The farm is part of The Foundry Ministries, a Christian ministry in Alabama that aims to give hope to people who often may think of themselves as hopeless, castaway seeds if you will. These are addicts, ex-inmates and the destitute.

For Don it was a place to plant seeds, literal and spiritual.

The Foundry Farm is a rural oasis for people working to recover from addictions. Don volunteered there to help plant and maintain vegetable gardens at the farm.

There in the rows of vegetables as he worked, he helped foster spiritual seeds in the lives and hearts of those who came to the facility seeking hope and a way out. They were fortunate they found a caring heart, an attentive ear and a great gardener of people in Don Sanders. He worked with others to raise much-needed funds to expand the farm’s dormitory so more people in need of recovery could stay there.

Don’s volunteer work continued until his death in November 2015.
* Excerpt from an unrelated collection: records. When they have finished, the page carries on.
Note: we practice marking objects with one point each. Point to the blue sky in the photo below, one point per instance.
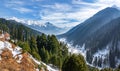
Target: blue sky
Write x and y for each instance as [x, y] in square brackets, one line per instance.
[62, 13]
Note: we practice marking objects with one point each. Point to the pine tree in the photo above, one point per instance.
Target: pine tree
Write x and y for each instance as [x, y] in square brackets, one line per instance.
[74, 63]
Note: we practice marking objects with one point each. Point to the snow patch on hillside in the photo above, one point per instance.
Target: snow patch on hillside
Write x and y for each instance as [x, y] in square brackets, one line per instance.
[101, 54]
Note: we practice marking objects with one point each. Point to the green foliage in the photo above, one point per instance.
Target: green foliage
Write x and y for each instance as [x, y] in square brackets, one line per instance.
[107, 69]
[92, 68]
[74, 63]
[25, 46]
[34, 49]
[51, 50]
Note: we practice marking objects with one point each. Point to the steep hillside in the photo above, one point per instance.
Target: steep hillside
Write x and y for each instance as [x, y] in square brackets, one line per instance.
[100, 36]
[13, 58]
[81, 32]
[17, 30]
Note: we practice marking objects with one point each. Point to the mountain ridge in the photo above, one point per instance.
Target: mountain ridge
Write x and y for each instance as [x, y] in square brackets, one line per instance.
[99, 33]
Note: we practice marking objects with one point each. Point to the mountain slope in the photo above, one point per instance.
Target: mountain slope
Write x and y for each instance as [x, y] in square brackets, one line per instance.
[85, 29]
[13, 58]
[100, 35]
[17, 30]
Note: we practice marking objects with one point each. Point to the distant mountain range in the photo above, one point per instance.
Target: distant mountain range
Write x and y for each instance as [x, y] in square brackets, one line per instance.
[48, 28]
[100, 34]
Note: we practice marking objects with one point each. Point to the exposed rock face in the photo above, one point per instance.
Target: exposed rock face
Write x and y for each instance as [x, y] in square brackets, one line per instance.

A couple of months ago, the ministry dedicated a new dormitory to the memory of two volunteers, Don Sanders and Andy Black.

Foundry CEO Mike Andrews said at the dedication ceremony that the two men were unique.

“They had big personalities, bigger than this dorm could handle … but they infected everybody that they knew with their hopes,” Andrews said, a local newspaper reported.

For years to come now men in need of help and recovery will walk into their new home under a sign honoring a Natchez son, who simply did what he thought was best; he planted seeds.

Sanders gave us all a great example that even late in life, you can still make a huge impact on the people around you if you give them a little water, a little sunshine and a lot of love.